Репортер вернулся за свой стол.
«Сейчас, значит, одиннадцать, – думал он. – То есть остается… Да. Она будет…»За некоторыми столами еще сидели люди, в общей сложности трое или четверо, но к полуночи они погасили свои лампы и ушли; осталась только группа у редакторского стола, и все здание задрожало от дальней работы типографских машин. У редакторского стола шесть или семь человек без пиджаков и воротничков, все с зелеными козырьками, словно этого требовал некий военный устав, казалось, сосредоточили внимание на разрешении какого-то подземного кризиса – крохотные людишки, принимающие роды у самки мастодонта. Сам Хагуд ушел в полвторого; он бросил взгляд через комнату на письменный стол, за которым репортер сидел теперь неподвижно, держа по-прежнему руки на клавиатуре и опустив лицо, затеняемое полями шляпы и поэтому невидимое. В два часа один из корректоров, подойдя к столу репортера, обнаружил, что он вовсе не задумался, а спит, сидя очень прямо и далеко высунув из обтрепанных, чистых, слишком коротких ему рукавов костлявые запястья и худые кисти рук, которые умиротворенно покоились на клавишах машинки.

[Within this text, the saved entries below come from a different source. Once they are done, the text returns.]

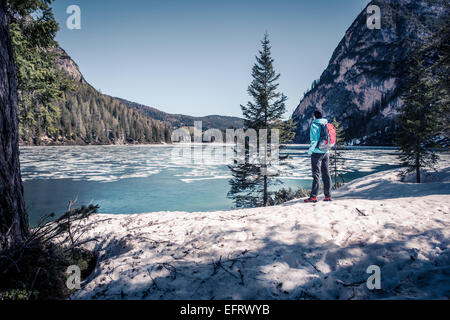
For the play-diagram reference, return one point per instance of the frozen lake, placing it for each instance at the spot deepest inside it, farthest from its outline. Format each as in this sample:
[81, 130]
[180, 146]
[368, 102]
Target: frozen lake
[149, 178]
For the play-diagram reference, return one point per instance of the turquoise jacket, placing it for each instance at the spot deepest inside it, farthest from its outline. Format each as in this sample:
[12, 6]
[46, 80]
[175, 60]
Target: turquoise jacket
[315, 135]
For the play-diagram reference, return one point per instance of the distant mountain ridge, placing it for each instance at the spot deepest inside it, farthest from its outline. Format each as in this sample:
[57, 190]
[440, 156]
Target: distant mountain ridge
[90, 117]
[362, 85]
[181, 120]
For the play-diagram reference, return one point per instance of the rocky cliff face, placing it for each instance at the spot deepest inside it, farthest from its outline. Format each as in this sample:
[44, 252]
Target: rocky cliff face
[65, 63]
[362, 84]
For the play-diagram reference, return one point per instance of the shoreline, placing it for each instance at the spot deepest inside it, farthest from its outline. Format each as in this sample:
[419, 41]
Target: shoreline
[291, 251]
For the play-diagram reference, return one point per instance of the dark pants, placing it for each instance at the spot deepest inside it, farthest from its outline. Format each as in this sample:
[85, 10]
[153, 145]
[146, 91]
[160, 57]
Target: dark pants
[319, 163]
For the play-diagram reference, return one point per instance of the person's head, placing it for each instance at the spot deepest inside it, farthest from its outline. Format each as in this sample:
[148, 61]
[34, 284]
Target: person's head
[318, 114]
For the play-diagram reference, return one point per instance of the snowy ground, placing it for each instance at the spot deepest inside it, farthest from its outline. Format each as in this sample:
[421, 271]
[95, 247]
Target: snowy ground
[294, 251]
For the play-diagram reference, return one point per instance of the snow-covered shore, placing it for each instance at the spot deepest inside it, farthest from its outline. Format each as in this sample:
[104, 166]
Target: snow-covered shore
[293, 251]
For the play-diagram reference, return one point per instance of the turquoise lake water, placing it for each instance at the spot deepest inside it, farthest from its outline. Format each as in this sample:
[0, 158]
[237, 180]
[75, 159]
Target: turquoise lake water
[150, 178]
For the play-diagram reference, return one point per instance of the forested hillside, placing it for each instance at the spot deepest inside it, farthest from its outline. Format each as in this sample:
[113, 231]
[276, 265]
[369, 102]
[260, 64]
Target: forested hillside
[181, 120]
[89, 117]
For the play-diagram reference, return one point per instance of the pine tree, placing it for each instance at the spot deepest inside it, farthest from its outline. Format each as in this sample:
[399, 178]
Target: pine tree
[417, 123]
[337, 160]
[251, 181]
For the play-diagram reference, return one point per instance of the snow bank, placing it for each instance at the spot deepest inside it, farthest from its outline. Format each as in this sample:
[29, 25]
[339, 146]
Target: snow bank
[293, 251]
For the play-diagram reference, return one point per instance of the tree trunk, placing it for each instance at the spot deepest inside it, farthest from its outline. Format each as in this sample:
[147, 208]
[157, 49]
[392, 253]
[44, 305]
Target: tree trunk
[265, 197]
[13, 217]
[417, 167]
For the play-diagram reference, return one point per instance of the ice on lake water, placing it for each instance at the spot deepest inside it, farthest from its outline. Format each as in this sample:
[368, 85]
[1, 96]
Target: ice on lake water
[149, 178]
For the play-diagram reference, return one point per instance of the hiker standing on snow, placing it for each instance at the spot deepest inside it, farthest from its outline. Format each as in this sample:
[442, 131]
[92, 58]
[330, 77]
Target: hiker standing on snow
[321, 133]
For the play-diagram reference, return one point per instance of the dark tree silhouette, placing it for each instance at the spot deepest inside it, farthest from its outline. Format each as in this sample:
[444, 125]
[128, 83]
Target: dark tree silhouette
[13, 216]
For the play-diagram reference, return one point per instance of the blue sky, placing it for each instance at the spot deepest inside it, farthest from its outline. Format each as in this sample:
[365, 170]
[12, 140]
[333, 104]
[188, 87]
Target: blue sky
[195, 56]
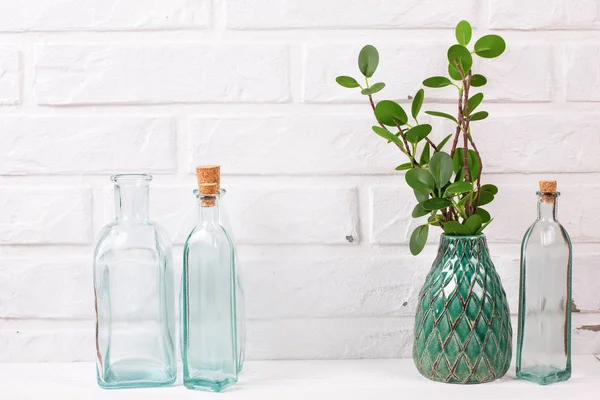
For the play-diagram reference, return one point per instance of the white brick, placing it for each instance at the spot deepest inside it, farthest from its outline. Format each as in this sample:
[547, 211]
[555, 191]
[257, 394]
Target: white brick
[569, 143]
[45, 215]
[275, 14]
[39, 288]
[158, 74]
[507, 79]
[544, 14]
[36, 15]
[331, 338]
[308, 286]
[44, 345]
[10, 76]
[391, 208]
[583, 72]
[329, 144]
[75, 145]
[293, 215]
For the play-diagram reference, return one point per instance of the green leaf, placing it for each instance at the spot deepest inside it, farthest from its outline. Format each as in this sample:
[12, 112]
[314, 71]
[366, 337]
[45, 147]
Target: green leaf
[425, 154]
[473, 224]
[478, 116]
[485, 216]
[443, 142]
[485, 224]
[440, 167]
[418, 133]
[420, 180]
[474, 166]
[347, 81]
[404, 167]
[441, 114]
[417, 103]
[474, 101]
[421, 197]
[490, 46]
[493, 189]
[437, 82]
[368, 60]
[462, 55]
[419, 211]
[437, 203]
[478, 80]
[390, 113]
[377, 87]
[455, 229]
[388, 135]
[453, 72]
[485, 198]
[463, 33]
[418, 239]
[459, 187]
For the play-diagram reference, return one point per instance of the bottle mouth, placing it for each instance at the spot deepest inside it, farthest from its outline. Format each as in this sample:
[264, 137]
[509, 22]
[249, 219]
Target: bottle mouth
[222, 192]
[131, 178]
[552, 194]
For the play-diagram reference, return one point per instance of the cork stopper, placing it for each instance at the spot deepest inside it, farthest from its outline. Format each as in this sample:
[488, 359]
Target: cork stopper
[209, 182]
[548, 190]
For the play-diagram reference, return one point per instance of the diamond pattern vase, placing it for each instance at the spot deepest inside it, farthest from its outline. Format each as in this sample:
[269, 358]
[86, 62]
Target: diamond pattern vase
[463, 332]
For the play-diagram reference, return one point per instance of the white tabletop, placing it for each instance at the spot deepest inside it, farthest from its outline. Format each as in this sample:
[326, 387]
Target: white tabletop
[291, 380]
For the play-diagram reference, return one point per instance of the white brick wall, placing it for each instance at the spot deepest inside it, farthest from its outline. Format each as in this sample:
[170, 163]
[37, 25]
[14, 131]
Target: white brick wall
[93, 87]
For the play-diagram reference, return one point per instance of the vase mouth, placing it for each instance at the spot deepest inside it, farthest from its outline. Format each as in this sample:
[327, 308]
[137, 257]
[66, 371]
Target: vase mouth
[459, 237]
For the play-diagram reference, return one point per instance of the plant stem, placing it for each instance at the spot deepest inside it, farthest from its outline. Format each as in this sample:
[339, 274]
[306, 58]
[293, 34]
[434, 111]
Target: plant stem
[407, 152]
[433, 146]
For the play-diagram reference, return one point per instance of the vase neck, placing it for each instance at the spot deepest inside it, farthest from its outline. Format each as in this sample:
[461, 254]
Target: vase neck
[547, 206]
[470, 246]
[208, 208]
[131, 197]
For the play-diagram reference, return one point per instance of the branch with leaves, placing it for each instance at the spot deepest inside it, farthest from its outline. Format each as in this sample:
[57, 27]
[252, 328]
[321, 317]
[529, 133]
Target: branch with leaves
[447, 186]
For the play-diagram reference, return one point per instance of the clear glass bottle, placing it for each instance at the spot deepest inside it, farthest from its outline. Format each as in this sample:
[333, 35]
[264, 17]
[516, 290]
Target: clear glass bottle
[133, 285]
[544, 336]
[240, 296]
[209, 321]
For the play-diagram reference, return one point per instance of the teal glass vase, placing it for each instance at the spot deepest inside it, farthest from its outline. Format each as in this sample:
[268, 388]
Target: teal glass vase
[463, 332]
[545, 292]
[209, 285]
[133, 287]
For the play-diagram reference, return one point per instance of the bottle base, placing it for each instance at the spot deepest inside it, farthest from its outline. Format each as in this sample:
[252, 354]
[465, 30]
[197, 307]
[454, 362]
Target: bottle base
[126, 375]
[544, 375]
[208, 385]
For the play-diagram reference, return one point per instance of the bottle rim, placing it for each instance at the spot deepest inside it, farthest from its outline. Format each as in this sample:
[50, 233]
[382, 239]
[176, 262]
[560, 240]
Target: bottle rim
[125, 178]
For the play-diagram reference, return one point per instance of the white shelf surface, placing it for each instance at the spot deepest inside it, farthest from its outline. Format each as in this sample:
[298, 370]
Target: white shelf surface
[291, 380]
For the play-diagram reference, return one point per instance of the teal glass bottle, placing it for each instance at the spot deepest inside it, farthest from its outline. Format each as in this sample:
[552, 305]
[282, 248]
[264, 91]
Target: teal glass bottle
[209, 320]
[240, 296]
[133, 286]
[545, 290]
[463, 332]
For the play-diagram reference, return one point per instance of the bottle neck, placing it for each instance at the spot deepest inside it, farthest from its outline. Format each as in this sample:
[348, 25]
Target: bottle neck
[208, 209]
[131, 201]
[547, 207]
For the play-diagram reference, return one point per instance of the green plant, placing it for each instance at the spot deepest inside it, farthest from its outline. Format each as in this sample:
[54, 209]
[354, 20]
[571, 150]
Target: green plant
[447, 186]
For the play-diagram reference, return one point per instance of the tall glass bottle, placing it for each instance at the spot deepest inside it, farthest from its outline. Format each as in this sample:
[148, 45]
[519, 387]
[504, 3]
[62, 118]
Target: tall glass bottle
[544, 336]
[209, 321]
[133, 285]
[240, 296]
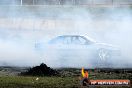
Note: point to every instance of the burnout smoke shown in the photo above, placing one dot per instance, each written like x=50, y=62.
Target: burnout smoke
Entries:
x=24, y=31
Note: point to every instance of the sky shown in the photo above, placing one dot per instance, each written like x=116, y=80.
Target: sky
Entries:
x=21, y=28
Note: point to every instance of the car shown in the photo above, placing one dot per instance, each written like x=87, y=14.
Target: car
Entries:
x=80, y=51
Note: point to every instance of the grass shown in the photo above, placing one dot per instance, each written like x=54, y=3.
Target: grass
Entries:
x=43, y=82
x=70, y=78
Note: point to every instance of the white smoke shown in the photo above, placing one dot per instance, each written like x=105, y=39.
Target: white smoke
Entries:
x=23, y=27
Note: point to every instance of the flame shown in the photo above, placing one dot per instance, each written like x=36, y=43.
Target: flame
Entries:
x=84, y=74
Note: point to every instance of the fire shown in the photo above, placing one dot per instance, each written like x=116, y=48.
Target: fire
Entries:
x=84, y=74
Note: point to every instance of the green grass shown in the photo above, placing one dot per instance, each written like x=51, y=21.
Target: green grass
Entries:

– А мы дернуть идем. К Джо, – сказал корректор. – Давай с нами.
– Я завязал, – сказал репортер. – К тому же я еще тут не доделал.
– Это я вижу, – отозвался корректор. – Но ты бы лучше доделывал в постели… В каком смысле завязал? В таком, что начинаешь за свою выпивку сам платить? Если так, с нами и начни; боюсь только, Джо хлопнется в обморок.
– Да нет, – сказал репортер. – Я на самом деле завязал.
– С каких это пор, скажи на милость?
– С утра сегодняшнего, а с которого часа – не помню… Мне правда тут надо кончить. Вы, ребята, меня не ждите.